Anggota Dewan Perwakilan Daerah RI Intsiawati Ayus mengatakan, upaya penanggulangan yang dilakukan pemerintah daerah maupun pemerintah pusat begitu lambat. Dalam bencana kabut asap, pemerintah seolah menganggap hal itu menjadi sesuatu yang biasa terjadi setiap tahunnya. “Padahal, bencana ini sudah terjadi sejak 17 tahun lalu dan muncul akibat perbuatan ulah manusia,” kata senator yang mewakili Provinsi Riau ini.
Dia menilai, kabut asap muncul karena hutan dibakar oleh kawanan oknum. Mereka yang membakar kerap menjadi suruhan para perusahaan-perusahaan besar perkebunan kelapa sawit. Karena itu, sudah seharusnya bencana kabut asap ini ditanggapi serius oleh semua pihak. Pemerintah harus tegas kepada perusahaan-perusahaan yang menjadi biang keladi bencana kabut asap ini.
“Sudah sekian lama sepi penegakan hukum terhadap pelaku yang terlibat pembakaran hutan. Saat ini momentum tepat bagi pemerintah menghukum berat para pelaku. Tidak hanya pelaku utama, tapi juga otak di balik pembakaran itu, yakni perusahaan perkebunan sawit. Pemerintah harus cabut izin usaha mereka,” katanya di Jakarta, Kamis (17/9).
Sejauh ini pihak kepolisian sudah menetapkan tujuh perusahaan yang terlibat dalam kasus pembakaran hutan di Sumatera dan Kalimantan. Ketujuh perusahaan itu adalah PT RPP, PT BMH, PT RPS di Sumatra Selatan, PT LIH di Riau, PT GAP, PT MBA dan PT ASP di Kalimantan Tengah. Selain menetapkan ketujuh perusahaan itu sebagai tersangka, 20 perusahaan lainnya masih dalam proses penyidikan.
Kementerian Lingkungan Hidup dan Kehutanan mencatat, lahan yang terbakar ada di beberapa wilayah di antaranya Kalimantan Barat (1), Riau (10), Jambi (2), Kalimantan Tengah (7) dan Sumatera Selatan (4). Itu terdiri dari sawit (9), akasia (3), karet (2) semak-semak (10). Dari 24 obyek itu, yang teridentifikasi perusahaan ada 14.
Menurut Intsiawati, dalam kasus pembakaran hutan, ada tiga sanksi yang bisa dikenakan kepada perusahaan-perusahaan yang terlibat.
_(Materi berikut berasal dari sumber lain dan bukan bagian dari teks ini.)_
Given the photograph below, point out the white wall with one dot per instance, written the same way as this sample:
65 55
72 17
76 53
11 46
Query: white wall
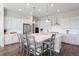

Yaitu, sanksi pidana, perdata, dan administrasi. Dari sisi pidana dan perdata merupakan wilayah kewenangan penegak hukum untuk memprosesnya. Namun, sanksi administratif menjadi kewenangan pemerintah.
“Untuk itu, tak perlu menunggu persidangan pidana dan perdata. Pemerintah bisa langsung menjerat perusahaan yang dinyatakan tersangka dengan dijatuhi sanksi administrasi. Cabut segera izin usaha mereka,” tuturnya. “Ingat kebakaran hutan ini juga akibat pemerintah sendiri yang telah memberi kavling-kavling (hutan) kepada mereka.”